Elles évoquent une réflexion pour "simplifier et remettre à plat les différentes appellations et formes de reconnaissance", notamment en protégeant davantage l'appellation master qui, rappellent-elles, "ne peut être utilisée que pour les diplômes nationaux délivrés par l'enseignement supérieur public".

Le rapport appelle les pouvoirs publics à "mieux faire appliquer les règles prévues en la matière par le Code de l'éducation. Les sanctions financières pourraient être rendues plus dissuasives et assorties d'une obligation de fermeture de la formation".

Autre proposition sémantique : limiter le terme "bachelor" aux formations du privé, ce qui pourrait impliquer un changement de nom pour le BUT.

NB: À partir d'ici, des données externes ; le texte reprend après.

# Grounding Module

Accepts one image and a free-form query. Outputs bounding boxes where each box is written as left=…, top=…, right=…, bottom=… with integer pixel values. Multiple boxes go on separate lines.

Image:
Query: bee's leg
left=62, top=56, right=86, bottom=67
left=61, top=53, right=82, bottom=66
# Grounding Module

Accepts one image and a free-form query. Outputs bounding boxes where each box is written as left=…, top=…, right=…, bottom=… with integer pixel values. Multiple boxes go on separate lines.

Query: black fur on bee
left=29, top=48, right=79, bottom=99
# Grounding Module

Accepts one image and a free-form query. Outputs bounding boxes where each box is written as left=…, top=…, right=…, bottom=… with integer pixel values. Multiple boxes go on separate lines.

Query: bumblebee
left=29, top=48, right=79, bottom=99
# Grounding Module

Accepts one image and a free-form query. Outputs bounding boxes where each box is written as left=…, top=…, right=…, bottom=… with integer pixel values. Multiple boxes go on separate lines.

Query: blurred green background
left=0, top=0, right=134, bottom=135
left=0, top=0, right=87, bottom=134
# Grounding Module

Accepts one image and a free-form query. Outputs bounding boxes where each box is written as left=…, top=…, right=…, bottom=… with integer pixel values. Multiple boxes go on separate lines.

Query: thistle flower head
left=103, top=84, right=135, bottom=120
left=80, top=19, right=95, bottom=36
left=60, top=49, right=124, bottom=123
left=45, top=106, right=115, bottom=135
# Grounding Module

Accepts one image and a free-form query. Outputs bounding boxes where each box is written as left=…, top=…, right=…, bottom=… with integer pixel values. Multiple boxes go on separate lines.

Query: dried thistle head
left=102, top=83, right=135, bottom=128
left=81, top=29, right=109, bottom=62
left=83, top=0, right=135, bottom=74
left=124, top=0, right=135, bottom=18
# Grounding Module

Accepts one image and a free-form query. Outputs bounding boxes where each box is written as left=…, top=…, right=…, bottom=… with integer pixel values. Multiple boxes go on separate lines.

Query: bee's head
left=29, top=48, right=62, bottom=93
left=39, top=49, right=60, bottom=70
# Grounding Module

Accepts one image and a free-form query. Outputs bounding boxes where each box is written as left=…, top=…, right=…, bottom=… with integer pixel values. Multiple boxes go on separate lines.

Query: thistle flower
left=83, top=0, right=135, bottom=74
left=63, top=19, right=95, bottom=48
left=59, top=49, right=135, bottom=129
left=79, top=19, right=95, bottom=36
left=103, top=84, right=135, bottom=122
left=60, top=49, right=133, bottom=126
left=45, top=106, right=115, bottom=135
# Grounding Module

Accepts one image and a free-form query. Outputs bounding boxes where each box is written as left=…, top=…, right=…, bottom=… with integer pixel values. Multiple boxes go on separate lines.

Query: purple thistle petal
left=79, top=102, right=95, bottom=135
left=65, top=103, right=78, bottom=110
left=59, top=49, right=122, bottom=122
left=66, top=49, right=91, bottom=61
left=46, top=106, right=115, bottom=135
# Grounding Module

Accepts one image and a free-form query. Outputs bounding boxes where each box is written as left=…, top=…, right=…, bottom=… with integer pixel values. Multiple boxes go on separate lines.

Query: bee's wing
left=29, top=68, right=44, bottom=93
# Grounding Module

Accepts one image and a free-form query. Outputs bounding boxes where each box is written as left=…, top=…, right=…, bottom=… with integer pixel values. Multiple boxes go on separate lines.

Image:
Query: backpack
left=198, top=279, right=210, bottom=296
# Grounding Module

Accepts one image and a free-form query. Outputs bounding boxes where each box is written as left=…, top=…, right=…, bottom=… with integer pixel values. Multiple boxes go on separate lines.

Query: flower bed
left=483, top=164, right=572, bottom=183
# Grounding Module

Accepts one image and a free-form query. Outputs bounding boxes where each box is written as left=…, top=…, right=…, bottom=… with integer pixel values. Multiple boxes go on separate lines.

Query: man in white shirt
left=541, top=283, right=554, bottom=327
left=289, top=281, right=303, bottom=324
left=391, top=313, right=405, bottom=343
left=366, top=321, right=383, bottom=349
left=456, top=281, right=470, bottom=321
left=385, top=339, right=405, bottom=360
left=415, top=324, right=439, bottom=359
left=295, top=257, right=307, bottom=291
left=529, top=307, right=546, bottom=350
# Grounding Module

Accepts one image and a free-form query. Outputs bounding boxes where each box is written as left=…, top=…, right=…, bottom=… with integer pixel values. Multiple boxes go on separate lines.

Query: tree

Faire évoluer la terminologie permettrait également de "mieux distinguer, d'une part, les diplômes reconnus par le ministère de l'Enseignement supérieur et, d'autre part, les certifications RNCP délivrées par France Compétences, placée sous la tutelle du ministère du Travail".

Dans une logique interministérielle, les rapporteures proposent également de mener un travail visant à "élaborer un guide post-bac à destination des élèves et des familles rappelant la signification des différents types de diplômes et certifications existants".

Les enjeux autour d'un nouveau label

Afin d'instaurer un véritable contrôle de la qualité pédagogique des formations délivrées par le secteur privé lucratif, les rapporteures reviennent sur plusieurs pistes, notamment le projet de création d'un nouveau label qualité, initié par le ministère de l'Enseignement supérieur et de la Recherche.

Si les rapporteures saluent les travaux entamés par le ministère sur cette question, "elles relèvent que de nombreux points restent en suspens, tant concernant la méthode d'attribution du label que sur sa portée". Elles soulignent aussi "qu'un label seul ne permettra pas de réguler le système ; or c'est bien d'une plus grande régulation dont celui-ci a besoin".

Contacté, le ministère indique être "actuellement en train de prendre connaissance du rapport afin que le comité puisse contribuer aux arbitrages en cours".

L'absence de régulation, de contrôle et de sanction favorise le développement d'organismes de formation prédateurs, allant parfois jusqu'à la pure escroquerie, le plus souvent dans une totale impunité (J. Gossa)

Béatrice Descamps et Estelle Folest formulent également des propositions visant à "mieux protéger l'étudiant dans les relations contractuelles qu'il entretient avec son école" mais aussi à lutter contre la fraude et les pratiques illégales.

Pour Julien Gossa, maître de conférences à l'Université de Strasbourg (67), ce rapport constate que "le pire est en train d'arriver". "L'absence de régulation, de contrôle et de sanction favorise le développement d'organismes de formation prédateurs, allant parfois jusqu'à la pure escroquerie, le plus souvent dans une totale impunité. Cela conduit d'abord à des drames familiaux et personnels, le diplôme étant un bien très particulier puisqu'on ne peut pas le revendre et qu'on le garde toute sa vie."

Alors que la situation apparaît de plus en plus hors de contrôle, "même les formations privées sérieuses commencent à s'inquiéter", explique Julien Gossa. La confusion dans l'esprit des familles est à la fois une opportunité d'affaire, et un risque que la mauvaise réputation des formations peu scrupuleuses s'étende à toutes les formations, en particulier privées."

Une enquête de la répression des fraudes, publiée en 2022, soulignait que sur 80 établissements contrôlés, 56% étaient "en anomalie sur au moins un des points de la réglementation" pour des pratiques commerciales trompeuses.